Me acerqué al rincón del barracón, agarrando mis hombreras y mi cinturón, con las armas enganchadas a él. Me lo coloqué rápidamente e hice llamar al nuevo recluta. Una vez abajo, monté en la hembra que Dalria me había proporcionado días atrás y me puse en dirección al Templo de la Luna con el objetivo de marchar cuanto antes hacia El Paso de la Muerte.
—¿Está todo bajo control?— pregunté, con el simple objetivo de ver si estaba bien.
—Ya te he dicho que estaba encerrada, no creo que lo tenga bajo control— respondió, sin demasiadas buenas maneras.
Su voz sonó ligeramente nerviosa, aunque cuando la escuchamos, ya estábamos de camino.

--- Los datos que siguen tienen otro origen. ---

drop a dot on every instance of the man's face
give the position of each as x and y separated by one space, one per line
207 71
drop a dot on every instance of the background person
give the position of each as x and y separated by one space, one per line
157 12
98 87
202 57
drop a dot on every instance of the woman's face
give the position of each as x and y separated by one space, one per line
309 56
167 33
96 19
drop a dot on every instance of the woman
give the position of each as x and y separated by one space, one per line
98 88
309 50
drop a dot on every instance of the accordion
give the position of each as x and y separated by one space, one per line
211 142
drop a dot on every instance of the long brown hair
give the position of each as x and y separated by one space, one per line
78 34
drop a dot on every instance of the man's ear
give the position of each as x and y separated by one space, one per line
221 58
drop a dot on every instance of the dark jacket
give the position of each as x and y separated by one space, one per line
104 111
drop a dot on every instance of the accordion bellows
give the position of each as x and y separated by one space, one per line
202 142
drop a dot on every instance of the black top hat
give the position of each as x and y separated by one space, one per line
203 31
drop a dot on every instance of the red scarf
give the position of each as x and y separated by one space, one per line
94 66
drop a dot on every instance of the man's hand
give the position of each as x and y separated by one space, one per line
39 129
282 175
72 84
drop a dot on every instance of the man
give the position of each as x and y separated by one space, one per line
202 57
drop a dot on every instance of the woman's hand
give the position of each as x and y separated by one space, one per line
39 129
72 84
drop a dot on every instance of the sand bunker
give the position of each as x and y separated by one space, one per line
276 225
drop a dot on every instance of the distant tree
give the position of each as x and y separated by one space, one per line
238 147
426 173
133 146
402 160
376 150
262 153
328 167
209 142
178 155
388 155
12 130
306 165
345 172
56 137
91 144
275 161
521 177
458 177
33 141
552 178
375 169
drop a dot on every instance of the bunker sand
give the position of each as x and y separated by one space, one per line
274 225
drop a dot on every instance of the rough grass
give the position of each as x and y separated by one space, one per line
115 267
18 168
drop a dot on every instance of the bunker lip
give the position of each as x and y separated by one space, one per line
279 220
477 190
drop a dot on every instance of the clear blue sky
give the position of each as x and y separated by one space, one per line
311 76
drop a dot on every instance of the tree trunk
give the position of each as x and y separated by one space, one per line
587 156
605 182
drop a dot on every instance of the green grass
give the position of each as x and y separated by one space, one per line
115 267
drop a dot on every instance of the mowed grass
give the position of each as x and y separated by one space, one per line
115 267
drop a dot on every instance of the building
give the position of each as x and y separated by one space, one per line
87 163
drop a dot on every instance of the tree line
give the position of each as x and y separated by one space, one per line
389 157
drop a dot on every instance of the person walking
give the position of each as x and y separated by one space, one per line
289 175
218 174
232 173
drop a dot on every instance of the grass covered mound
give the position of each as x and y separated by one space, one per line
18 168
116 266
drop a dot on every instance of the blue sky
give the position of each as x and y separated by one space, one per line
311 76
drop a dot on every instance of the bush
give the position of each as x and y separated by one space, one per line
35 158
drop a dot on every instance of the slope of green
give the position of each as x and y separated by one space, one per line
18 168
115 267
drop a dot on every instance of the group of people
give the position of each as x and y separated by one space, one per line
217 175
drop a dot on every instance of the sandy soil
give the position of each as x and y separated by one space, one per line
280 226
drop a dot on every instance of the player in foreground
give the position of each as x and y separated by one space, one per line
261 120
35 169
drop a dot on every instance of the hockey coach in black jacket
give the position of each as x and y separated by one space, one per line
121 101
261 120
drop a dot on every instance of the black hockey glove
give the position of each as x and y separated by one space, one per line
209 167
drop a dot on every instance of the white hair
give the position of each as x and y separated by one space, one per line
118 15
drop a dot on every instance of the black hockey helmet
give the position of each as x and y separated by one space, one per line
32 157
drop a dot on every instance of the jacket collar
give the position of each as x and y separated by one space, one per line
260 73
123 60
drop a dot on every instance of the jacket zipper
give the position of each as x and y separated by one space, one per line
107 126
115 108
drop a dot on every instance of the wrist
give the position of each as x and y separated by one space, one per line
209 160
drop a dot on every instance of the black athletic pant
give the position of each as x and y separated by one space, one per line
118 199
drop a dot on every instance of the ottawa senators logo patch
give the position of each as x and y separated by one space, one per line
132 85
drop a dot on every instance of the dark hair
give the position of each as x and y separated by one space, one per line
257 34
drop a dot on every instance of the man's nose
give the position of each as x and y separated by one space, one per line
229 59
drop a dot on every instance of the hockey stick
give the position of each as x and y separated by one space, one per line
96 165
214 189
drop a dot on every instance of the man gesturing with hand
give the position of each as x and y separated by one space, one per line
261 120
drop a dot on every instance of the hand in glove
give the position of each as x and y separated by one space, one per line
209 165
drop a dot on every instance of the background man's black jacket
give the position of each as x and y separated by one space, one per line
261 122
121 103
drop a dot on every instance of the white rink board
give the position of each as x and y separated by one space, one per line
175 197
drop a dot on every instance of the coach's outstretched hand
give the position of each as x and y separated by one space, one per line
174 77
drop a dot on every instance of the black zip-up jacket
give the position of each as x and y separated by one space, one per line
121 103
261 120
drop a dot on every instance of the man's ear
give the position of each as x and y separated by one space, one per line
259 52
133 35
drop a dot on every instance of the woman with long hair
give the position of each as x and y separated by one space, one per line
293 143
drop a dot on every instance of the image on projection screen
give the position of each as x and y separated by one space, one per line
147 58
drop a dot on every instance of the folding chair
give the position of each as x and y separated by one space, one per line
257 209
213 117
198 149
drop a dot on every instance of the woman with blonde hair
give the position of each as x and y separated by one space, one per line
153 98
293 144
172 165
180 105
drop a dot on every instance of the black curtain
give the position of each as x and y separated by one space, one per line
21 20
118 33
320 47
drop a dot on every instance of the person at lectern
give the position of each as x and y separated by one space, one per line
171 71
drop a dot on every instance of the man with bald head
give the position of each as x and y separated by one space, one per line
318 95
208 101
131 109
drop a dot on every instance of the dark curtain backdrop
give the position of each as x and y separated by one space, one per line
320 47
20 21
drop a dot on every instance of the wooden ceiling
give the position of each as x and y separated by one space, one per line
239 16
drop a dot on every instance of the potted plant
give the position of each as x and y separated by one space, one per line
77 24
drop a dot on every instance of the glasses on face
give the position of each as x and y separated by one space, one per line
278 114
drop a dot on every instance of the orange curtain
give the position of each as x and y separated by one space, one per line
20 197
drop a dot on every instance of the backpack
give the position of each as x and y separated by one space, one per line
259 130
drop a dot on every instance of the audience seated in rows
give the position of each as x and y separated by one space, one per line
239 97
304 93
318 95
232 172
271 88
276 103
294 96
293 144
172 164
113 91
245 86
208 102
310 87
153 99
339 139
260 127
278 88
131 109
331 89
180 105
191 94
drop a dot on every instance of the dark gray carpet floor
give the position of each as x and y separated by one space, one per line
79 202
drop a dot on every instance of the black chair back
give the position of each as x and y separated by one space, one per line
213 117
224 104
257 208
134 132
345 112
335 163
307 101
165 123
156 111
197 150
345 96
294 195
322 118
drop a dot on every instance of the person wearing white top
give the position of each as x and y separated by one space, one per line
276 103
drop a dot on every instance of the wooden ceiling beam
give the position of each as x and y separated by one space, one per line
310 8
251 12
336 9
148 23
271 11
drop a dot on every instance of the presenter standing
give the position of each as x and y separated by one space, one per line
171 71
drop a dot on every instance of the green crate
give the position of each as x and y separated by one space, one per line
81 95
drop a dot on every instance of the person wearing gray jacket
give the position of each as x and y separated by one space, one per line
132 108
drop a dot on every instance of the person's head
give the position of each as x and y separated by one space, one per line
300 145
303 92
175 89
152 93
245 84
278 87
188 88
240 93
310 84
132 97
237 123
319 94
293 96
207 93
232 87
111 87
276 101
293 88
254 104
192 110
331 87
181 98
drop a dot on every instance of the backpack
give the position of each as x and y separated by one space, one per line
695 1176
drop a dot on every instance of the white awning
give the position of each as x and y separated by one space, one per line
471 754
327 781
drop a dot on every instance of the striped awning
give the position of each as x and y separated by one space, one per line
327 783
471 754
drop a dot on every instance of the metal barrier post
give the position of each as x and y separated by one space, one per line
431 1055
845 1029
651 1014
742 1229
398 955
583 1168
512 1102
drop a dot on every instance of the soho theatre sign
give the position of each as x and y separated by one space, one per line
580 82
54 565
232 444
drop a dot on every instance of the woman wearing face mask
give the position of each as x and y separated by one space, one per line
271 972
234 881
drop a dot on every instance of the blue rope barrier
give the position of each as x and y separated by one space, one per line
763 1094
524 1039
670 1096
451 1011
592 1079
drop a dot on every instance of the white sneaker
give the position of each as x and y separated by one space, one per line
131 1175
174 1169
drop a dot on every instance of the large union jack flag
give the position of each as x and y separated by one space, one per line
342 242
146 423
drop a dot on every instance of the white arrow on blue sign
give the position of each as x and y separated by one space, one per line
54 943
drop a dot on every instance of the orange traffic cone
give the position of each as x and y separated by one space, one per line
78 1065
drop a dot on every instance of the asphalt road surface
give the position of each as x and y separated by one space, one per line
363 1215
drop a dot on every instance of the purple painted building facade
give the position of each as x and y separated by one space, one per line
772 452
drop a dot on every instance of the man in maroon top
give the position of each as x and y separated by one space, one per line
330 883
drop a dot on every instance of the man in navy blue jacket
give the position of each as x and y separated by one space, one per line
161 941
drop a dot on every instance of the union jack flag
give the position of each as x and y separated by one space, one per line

Nuestras monturas comenzaban a jadear, pero no pararíamos a descansar tal y como estaban las cosas. Dalria me comunicó que Thoribas le había dado un ultimátum, y que en cualquiera de las dos opciones, ella moriría. Sabía que su relación había pasado a ser penosa, pero no hasta tal punto. Thoribas deseaba el poder completo en la Orden, y haría lo que fuera para conseguirlo, eso lo tenía más que claro. Volví a ponerme en contacto con Dalria para asegurarme de su estado, esta vez sin respuesta. Espoleamos con más fuerza a nuestros sables, obligándolos a correr aún más. Al acercarnos, desmontamos y nos acercamos corriendo, sin hacer demasiado ruido. Vimos al escolta de Darnassus, tumbado en el suelo, degollado. Tardamos en dar con la cripta correcta, ya que visitamos primero todos los sitios en los que creímos que pudiera estar encerrada, Elune quiso que fuera la última la acertada. El tiempo corría en nuestra contra y las esperanzas se habían hecho polvo tras dejar de oir a Dalria y tras nuestra tardanza, que no nos ayudó demasiado. Nos costó entrar en la cripta y cuando dimos con la entrada nos recibió una enorme puerta de hierro, con barrotes que acababan en punta para clavarse en el suelo de piedra. El recluta logró sostener la puerta para que pudiera pasar arrastrándome bajo ella, lo hice rápidamente para evitar que uno de esos barrotes me atravesara al cerrarse.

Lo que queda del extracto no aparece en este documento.